Setting conspiracy theories aside, if there is indeed a certain degree of resource bias, it is quite normal in the AI industry: whether OpenAI or Google, almost all companies prioritize optimizing the latest generation of models while gradually marginalizing older ones. Computing power is both a cost and a productivity factor. When the upper limits of a new model’s capabilities are higher and its potential value greater, allocating more resources to it is a rational choice.

In this process, the state of the old model will naturally change: it may be “downgraded,” its reasoning depth compressed, and resource allocation readjusted. These can all be understood as engineering trade-offs.

However, understanding this does not make it easy to accept that the new model is not available to the public while the old model undergoes such changes without warning.

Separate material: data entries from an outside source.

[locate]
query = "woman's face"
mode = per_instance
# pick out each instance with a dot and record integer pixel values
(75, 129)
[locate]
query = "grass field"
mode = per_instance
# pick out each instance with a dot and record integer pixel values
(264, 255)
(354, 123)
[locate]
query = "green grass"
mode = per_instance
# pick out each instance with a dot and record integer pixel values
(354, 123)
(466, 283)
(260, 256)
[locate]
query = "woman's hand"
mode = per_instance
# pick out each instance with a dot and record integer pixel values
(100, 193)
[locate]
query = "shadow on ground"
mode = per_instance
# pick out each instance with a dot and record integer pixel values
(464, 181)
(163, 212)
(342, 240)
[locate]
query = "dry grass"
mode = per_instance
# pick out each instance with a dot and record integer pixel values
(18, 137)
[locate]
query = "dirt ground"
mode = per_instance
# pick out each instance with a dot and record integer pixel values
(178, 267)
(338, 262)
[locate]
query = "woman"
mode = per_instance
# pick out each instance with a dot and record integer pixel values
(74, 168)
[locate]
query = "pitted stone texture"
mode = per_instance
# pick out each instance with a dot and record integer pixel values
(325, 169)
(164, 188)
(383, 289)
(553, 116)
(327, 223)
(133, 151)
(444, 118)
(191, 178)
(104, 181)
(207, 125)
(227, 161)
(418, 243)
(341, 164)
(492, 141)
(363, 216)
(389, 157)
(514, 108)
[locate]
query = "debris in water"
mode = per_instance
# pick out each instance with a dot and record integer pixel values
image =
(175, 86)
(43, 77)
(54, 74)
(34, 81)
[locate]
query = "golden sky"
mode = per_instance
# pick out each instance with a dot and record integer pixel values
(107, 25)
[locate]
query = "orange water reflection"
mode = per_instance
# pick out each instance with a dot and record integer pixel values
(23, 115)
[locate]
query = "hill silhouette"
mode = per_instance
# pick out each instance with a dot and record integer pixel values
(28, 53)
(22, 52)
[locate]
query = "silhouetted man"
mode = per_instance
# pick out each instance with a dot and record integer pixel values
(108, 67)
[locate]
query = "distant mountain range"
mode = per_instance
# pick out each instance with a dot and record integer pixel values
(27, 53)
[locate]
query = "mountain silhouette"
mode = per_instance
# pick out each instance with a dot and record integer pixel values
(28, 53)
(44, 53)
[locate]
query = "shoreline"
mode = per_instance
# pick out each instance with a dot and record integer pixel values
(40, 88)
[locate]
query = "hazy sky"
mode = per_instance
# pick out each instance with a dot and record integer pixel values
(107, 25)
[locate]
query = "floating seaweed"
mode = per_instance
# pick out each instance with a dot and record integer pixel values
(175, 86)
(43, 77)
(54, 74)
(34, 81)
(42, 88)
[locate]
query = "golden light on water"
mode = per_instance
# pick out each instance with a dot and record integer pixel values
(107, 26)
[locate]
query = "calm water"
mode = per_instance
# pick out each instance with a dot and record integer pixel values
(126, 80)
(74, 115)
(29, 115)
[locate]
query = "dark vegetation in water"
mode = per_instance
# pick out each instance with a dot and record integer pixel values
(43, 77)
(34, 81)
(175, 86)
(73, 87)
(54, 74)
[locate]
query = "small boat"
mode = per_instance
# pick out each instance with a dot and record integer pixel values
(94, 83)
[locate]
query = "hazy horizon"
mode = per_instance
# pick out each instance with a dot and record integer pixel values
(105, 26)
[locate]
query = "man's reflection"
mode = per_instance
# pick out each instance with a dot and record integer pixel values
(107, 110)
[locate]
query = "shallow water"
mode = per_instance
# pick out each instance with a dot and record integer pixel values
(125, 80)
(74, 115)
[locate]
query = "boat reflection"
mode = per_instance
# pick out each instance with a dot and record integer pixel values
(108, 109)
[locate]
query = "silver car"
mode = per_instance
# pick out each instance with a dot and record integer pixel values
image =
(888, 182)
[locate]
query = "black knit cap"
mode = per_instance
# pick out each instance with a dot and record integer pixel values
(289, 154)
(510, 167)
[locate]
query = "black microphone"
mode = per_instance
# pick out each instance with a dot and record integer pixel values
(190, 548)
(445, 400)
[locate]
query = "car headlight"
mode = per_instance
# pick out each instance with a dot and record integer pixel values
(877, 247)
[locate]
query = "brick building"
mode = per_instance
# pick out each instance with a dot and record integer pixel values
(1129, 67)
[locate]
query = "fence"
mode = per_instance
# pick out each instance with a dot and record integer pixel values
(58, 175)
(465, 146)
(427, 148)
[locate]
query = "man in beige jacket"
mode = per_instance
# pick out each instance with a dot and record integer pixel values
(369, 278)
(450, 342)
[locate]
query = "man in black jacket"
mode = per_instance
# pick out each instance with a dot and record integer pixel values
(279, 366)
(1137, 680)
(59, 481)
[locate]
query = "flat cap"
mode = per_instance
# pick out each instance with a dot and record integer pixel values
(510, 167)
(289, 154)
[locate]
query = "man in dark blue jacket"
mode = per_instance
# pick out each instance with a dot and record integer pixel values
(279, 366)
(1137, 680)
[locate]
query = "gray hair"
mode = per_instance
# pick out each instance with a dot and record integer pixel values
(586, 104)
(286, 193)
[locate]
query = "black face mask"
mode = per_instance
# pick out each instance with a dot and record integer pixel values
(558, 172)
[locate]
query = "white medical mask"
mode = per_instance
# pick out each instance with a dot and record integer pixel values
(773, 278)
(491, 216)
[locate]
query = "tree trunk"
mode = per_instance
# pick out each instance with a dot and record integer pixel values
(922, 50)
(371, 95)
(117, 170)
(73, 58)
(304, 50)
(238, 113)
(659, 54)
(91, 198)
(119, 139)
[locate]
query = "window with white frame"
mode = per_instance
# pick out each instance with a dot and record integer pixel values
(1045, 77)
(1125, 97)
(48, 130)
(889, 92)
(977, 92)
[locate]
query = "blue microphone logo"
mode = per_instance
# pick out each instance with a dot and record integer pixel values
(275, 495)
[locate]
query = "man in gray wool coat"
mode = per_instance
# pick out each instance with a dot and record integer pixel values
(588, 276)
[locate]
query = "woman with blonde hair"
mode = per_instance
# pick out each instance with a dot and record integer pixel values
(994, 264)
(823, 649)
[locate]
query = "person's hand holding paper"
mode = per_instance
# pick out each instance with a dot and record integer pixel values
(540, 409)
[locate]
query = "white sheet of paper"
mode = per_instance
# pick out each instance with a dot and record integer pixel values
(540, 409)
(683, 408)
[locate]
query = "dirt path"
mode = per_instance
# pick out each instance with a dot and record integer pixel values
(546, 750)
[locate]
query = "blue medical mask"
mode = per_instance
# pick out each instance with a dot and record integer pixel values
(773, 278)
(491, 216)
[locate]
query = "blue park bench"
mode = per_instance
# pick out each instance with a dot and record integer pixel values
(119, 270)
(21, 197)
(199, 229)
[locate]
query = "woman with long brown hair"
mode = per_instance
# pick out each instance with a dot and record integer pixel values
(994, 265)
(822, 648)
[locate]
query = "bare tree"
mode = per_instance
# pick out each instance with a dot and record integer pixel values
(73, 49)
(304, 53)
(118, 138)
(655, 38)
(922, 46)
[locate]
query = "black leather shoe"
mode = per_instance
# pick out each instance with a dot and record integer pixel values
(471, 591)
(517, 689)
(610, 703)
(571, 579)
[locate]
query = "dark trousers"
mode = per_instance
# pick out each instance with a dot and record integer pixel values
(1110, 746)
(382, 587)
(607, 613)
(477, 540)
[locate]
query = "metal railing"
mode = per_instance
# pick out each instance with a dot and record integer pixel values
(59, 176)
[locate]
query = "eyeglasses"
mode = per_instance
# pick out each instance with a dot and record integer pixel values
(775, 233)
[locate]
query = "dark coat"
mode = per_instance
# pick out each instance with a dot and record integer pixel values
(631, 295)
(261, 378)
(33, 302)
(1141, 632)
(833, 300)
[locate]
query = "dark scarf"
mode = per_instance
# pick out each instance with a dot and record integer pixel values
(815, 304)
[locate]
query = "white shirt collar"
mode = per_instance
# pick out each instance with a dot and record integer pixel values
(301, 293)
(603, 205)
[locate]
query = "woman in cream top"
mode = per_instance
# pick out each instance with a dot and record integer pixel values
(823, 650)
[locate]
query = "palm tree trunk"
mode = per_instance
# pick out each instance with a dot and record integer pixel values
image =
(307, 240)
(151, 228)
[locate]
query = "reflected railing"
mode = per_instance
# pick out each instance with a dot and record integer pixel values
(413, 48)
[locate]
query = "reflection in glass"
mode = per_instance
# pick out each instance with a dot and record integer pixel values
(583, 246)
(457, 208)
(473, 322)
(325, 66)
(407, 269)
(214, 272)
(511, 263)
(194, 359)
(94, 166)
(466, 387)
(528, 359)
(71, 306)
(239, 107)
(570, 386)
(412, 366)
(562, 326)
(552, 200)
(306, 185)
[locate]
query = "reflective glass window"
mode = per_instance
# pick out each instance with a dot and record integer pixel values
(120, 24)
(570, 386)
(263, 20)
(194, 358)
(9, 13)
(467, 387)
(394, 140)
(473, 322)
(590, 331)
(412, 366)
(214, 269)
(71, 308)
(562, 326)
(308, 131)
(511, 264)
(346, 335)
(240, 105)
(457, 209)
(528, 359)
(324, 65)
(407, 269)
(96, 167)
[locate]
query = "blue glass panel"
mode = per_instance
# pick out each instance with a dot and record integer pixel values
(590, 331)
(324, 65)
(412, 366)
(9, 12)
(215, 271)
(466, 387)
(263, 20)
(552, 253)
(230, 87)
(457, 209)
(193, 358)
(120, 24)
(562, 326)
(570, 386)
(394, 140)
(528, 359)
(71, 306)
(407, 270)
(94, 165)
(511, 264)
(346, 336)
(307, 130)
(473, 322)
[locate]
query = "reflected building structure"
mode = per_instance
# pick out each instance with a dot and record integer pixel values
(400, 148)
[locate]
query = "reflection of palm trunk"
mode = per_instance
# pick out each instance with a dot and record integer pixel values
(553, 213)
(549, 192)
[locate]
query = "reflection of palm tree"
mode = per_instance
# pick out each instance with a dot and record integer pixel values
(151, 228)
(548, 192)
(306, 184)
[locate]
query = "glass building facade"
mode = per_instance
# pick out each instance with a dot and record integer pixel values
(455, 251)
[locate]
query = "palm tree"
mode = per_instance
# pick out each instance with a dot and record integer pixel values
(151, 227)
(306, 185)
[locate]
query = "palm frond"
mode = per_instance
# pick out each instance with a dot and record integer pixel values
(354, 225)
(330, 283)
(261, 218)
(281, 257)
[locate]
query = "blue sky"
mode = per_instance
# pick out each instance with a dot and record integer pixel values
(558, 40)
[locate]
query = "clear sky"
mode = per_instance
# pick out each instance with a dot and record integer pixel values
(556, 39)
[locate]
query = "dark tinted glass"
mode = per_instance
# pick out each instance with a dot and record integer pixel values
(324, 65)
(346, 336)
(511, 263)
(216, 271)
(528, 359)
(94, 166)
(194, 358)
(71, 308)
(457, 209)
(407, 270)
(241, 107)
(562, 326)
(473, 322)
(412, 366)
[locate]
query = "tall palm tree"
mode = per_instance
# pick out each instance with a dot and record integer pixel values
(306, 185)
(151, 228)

From the user’s perspective, the most frustrating aspect is not the model’s “decline” but its “instability.” When a model transitions from being a stable tool to a system that constantly changes, making its own “better adjustments” without notifications, version notes, or boundaries, it becomes problematic.

As a user, you don’t know when it changed, what specifically changed, or whether these changes will affect your ongoing tasks. You can only feel that it has changed, and it is no longer as useful as before.

At this point, a new model appears before you, seemingly more stable and reliable, perhaps easier to use. Thus, the choice becomes nuanced: it seems you are no longer actively choosing the new model; rather, the changes in the old model push you toward the newer one.

Even if you know that the new model may someday become the next old model, potentially undergoing uncomfortable “optimizations” without warning, the difference is already apparent at that moment.